For this solution, we will be using a USB webcam attached to our NVIDIA Jetson. Our Vision AI Pipeline will ingest the raw frames produced by the USB webcam and feed them through an object detection model. The model is trained to detect four categories: people, cars, bikes and road signs. The produced inference results are then used within two parallel output plugins:

  1. RTSP (Real-Time Streaming Protocol) Server: This allows us to send our video frames to a network-accessible endpoint, which means we can remotely monitor the output from the webcam. The RTSP Protocol has commonly been used within CCTV (closed-circuit television) architectures.
  2. MQTT Client: In short the MQTT client allows us to send our detection results (otherwise known as inference results) to Telegraf and to InfluxDB for further analytics. We will discuss this in further detail later.

So what does our Vision AI pipeline look like in GStreamer components?

Vision AI Pipeline (GStreamer)
Vision AI Pipeline (GStreamer)

Feels like a lot right? If you want to learn more, check out my deep dive document here.

The inference engine and model

So what is an inference engine and model?
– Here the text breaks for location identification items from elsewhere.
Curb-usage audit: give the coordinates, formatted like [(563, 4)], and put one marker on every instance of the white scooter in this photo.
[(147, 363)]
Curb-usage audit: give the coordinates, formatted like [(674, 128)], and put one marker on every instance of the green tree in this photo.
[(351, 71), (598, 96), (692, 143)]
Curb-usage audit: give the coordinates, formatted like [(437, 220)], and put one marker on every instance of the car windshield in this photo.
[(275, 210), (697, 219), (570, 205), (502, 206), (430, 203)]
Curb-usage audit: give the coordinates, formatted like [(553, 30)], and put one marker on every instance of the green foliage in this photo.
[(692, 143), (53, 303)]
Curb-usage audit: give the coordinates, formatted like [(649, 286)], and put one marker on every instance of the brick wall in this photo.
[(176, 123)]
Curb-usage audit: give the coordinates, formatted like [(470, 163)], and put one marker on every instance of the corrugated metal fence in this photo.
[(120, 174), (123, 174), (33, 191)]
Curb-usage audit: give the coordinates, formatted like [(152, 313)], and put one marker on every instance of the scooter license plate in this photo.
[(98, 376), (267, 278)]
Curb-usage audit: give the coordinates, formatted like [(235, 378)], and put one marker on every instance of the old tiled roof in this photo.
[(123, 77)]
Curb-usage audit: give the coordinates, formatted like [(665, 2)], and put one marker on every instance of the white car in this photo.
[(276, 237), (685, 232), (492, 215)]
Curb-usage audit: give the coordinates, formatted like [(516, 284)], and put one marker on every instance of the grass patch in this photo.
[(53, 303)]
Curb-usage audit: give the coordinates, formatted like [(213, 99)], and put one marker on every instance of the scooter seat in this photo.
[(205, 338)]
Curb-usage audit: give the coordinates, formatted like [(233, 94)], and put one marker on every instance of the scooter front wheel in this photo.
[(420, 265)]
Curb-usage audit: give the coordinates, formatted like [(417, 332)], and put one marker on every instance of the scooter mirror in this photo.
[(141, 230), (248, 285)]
  • Inference Engine – provides the necessary functions and optimizations for running a neural network on our chosen device (CPU, GPU, etc.). An inference engine’s API provides simplified methods for interfacing with your model such as inputting frames for processing and producing the output tensor.
  • Model – Our model is essentially a pre-trained neural network. In traditional programming, we provide the rules for our algorithms to act upon to generate an answer (if it has four legs and barks then equals dog). Neural networks are provided with the input data and the answers and deduce their own rules for achieving the answer.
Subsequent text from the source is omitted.